Z najwyższego szczytu tego pasma – Czupla możemy podziwiać panoramę także Beskidu Żywieckiego i Śląskiego, graniczącymi z nim, a również przy dobrej widoczności zobaczyć Tatry i Mała Fatrę z Wielkim Rozsutcem, co było mi dane. Zobaczyć z jednego miejsca tyle pięknych gór to prawdziwy rarytas, dlatego gorąco polecam najwyższe partie Beskidu Małego jako bardzo widokowe. Znakomite widoki są też spod schroniska na Magurce Wilkowickiej i góry Żar, która słynie z elektrowni i zbiornika wyrównawczego na szczycie. Żar to ulubione miejsce wypoczynku w tym rejonie, więc zawsze jest tutaj mnóstwo turystów, których dowozi także kolejka terenowa. Poniżej wierzchołka jest lotnisko szybowcowe, dlatego oprócz walorów typowo górskich, możemy cieszyć oko szybowcami na niebie nad nami. Pilotom nie brakuje fantazji i niektórzy pikują tuż nad głowami odpoczywających turystów. Mnie uderzył szczególnie będąc tutaj niezwykły kontrast między górami z jednej strony, a równiną Śląska z drugiej.

Ale po kolei. Wyjazd nastąpił wcześnie rano, bo droga była daleka przed nami. Pierwszy postój w Wysokiem, skąd podziwialiśmy Tatry o poranku wraz z towarzyszami – Arashem, Renią, Danielem i Damiano . Na kolejnym postoju oglądaliśmy z kolei Babią Górę w porannych mgłach. Ostatni odpoczynek był już nad zalewem Żywieckim, skąd bardzo szybko dotarliśmy nad jezioro Międzybrodzkie, gdzie wystartowaliśmy prosto na najwyższy szczyt – Czupel. Widoki jak już pisałem ze szczytu mogą zachwycić każdego, tak są rozległe. Graniczące z Beskidem Małym, sąsiednie Beskidy Śląski i Żywiecki prezentują się najlepiej, ale widzieliśmy również Tatry, Babią Górę, a nawet Mała Fatrę. Po wejściu na szczytową grań dalsza wędrówka była łatwa i przyjemna , szybko więc dotarliśmy na Magurkę Wilkowicką, która z racji posiadania schroniska na szczycie gromadzi duży ruch turystyczny. W zimie jest też ważnym węzłem szlaków narciarskich.

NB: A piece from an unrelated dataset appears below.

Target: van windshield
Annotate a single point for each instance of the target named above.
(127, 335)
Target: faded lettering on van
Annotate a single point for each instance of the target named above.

Jako, że plan miałem ambitny i chciałem przejść całe pasmo dookoła zalewu Międzybrodzkiego po piwnym odpoczynku ruszyliśmy dalej. Szlaki są tu znakomicie utrzymane i oznakowane, więc spotykaliśmy całe rodziny z małymi dziećmi. Przy zejściu na przełęcz Przegibek naszym oczom ukazała się ciekawa panorama Bielska – Białej. Na przełęczy jest parking i restauracje, stąd wyrusza więc mnóstwo turystów na szlak. My po przekroczeniu asfaltu ruszyliśmy dalej, żeby przez Gaiki, Kopce i Groniczki dotrzeć na przełęcz U Panienki, gdzie znajduje się kapliczka i źródło maryjne opodal. Z miejscem tym jest związana legenda, którą usłyszałem od miejscowych turystów. A mianowicie pewnego leśniczego otoczyła tutaj sfora wilków, ten schronił się na drzewie. Po odejściu watahy i szczęśliwym powrocie do domu ufundował tę kapliczkę jako wotum wdzięczności. Stąd już blisko mieliśmy na Hrobaczą Łąkę, gdzie jest potężny krzyż milenijny i małe schronisko. Tu posililiśmy się, gdyż pora była obiadowa i zeszliśmy nad zaporę na Sole.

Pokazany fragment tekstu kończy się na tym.